Reprocessing takes place using bilateral stimulation, which taps into both sides of the brain’s ability to activate the parasympathetic system’s calming effects to soothe the sympathetic system’s overactive response. This part of EMDR therapy is similar to what happens during normal sleep’s rapid eye movement phase.
EMDR is phase-based and includes:
- History taking and an assessment of discomfort.
- Desensitizing the negative memory, which involves bilateral stimulation of both sides of the brain. This can be done with eye movements, taping on both sides of the body (like on the shoulders or arms), or with a light bar or other visual cues.
- Installation of a more positive cognition in its place.
- A body scan where the client assesses where they experience sensation.

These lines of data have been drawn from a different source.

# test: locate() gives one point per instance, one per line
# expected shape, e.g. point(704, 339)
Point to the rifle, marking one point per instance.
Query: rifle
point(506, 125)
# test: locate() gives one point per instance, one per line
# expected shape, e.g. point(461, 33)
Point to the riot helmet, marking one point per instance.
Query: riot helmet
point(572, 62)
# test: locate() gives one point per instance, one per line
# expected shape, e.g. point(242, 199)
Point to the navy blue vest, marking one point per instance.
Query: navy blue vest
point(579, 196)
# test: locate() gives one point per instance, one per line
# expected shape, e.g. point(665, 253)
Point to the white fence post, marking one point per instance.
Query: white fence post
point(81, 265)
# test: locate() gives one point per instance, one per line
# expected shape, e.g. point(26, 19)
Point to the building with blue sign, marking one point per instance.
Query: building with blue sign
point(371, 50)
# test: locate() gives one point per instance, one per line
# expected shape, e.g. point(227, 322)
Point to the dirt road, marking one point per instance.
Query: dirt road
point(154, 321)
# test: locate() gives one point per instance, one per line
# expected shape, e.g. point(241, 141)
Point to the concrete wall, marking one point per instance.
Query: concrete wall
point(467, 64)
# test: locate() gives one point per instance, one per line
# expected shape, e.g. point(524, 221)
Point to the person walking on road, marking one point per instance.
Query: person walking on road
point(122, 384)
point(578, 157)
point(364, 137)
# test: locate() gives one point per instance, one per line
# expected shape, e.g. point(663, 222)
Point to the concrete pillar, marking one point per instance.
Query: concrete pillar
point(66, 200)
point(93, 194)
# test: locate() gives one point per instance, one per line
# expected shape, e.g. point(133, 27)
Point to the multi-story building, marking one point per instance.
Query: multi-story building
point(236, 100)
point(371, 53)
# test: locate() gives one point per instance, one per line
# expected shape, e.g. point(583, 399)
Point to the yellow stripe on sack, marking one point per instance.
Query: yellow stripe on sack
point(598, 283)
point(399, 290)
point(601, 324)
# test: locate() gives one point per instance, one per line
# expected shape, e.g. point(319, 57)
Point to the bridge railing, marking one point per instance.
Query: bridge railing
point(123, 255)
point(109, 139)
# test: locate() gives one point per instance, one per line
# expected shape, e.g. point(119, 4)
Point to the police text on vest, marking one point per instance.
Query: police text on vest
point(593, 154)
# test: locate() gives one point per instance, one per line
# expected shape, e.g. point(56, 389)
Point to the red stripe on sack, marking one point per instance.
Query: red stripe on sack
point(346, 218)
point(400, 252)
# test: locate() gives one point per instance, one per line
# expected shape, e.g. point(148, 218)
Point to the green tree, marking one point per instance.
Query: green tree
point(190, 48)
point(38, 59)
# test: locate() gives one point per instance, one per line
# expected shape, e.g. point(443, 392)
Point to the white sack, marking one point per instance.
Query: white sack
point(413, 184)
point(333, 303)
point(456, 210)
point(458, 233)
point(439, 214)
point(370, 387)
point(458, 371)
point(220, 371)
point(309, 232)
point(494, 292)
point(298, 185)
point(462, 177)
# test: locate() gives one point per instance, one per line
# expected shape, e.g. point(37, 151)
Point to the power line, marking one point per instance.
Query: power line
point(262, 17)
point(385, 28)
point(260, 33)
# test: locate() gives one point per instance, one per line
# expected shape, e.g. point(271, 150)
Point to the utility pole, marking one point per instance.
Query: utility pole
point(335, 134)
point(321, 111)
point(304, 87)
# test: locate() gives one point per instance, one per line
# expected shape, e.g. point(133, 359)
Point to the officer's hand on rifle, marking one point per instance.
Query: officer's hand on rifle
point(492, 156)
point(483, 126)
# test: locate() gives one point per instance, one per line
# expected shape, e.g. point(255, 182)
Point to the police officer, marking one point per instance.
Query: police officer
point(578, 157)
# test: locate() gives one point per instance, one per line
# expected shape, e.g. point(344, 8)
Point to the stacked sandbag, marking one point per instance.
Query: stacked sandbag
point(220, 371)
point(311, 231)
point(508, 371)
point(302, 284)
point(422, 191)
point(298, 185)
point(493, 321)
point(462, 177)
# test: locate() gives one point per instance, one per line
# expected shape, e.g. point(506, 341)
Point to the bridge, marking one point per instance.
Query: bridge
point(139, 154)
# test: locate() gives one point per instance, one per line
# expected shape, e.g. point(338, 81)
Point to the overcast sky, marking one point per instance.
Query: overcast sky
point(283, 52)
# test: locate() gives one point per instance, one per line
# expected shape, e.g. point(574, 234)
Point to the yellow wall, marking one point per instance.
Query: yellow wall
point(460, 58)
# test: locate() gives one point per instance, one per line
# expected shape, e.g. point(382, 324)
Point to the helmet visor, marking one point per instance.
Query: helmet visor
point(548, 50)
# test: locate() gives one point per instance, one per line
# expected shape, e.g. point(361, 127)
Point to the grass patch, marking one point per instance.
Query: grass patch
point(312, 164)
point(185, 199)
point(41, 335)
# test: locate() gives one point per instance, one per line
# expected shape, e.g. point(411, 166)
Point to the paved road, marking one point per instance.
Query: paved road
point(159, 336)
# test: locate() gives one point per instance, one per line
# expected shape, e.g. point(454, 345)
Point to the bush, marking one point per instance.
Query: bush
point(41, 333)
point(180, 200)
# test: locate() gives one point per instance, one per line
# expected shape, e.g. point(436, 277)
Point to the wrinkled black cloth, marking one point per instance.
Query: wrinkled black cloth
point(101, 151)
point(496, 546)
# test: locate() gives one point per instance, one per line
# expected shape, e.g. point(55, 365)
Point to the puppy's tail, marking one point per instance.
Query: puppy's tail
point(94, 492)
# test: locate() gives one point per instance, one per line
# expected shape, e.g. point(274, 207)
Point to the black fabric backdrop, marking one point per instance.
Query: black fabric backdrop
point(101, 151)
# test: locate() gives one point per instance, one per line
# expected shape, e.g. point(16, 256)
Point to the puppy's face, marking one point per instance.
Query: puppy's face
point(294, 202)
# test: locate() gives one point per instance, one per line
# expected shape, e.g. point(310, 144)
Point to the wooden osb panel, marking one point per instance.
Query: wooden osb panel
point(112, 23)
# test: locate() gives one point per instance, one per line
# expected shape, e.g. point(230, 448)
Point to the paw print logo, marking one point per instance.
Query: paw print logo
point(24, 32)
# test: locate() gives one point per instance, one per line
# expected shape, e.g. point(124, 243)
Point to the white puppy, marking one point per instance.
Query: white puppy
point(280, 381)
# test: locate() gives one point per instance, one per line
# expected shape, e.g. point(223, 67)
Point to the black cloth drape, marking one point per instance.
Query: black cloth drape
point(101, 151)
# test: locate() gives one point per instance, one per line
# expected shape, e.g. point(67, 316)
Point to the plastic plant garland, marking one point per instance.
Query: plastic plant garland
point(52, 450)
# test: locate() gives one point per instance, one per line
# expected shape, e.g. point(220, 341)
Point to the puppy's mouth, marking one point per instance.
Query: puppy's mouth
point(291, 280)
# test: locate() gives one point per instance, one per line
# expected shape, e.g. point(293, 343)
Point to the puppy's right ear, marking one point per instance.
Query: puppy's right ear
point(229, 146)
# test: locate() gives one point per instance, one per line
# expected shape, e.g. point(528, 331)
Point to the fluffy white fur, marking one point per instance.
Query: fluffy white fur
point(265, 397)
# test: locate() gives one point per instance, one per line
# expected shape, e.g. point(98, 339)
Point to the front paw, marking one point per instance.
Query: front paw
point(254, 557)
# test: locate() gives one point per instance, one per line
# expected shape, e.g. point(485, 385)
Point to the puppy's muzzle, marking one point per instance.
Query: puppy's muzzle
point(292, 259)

- Closure and re-evaluation.
By turning the body’s instinctive abilities to heal over to our own brain, we can rapidly process and reduce negative symptoms. During EMDR counseling, the brain often ‘clears’ other associated memories after focusing on the foundational points of when things went wrong or became distressing.
The decrease in sensitivity around the trauma is what usually draws people to find an EMDR counselor. However, the benefits in other aspects of life, like emotional regulation, more emotional clarity, and enhanced personal relationships, are often gained as a byproduct, not to mention the sense of closure around the old trauma.
How Fear And Trauma Get Stuck In Our Brain
Trauma can be big or small, and no experience is deemed inappropriate for EMDR treatment. Fear can help keep people from danger, but when the fight or flight reaction misfires, it can get completely hijacked and overreact. When people keep reliving the past, they become hypervigilant in the present.
The brain hasn’t evolved much since people tried to survive being chased by saber-toothed tigers. Except now, the fear is a fight with a partner, a stranger on an elevator, or too many people at a crowded mall.
Any traumatic event can disrupt the nervous system and create long-term residual effects. And when the mind and body react based on pain incurred in the past, people’s ability to have successful relationships and careers can be compromised.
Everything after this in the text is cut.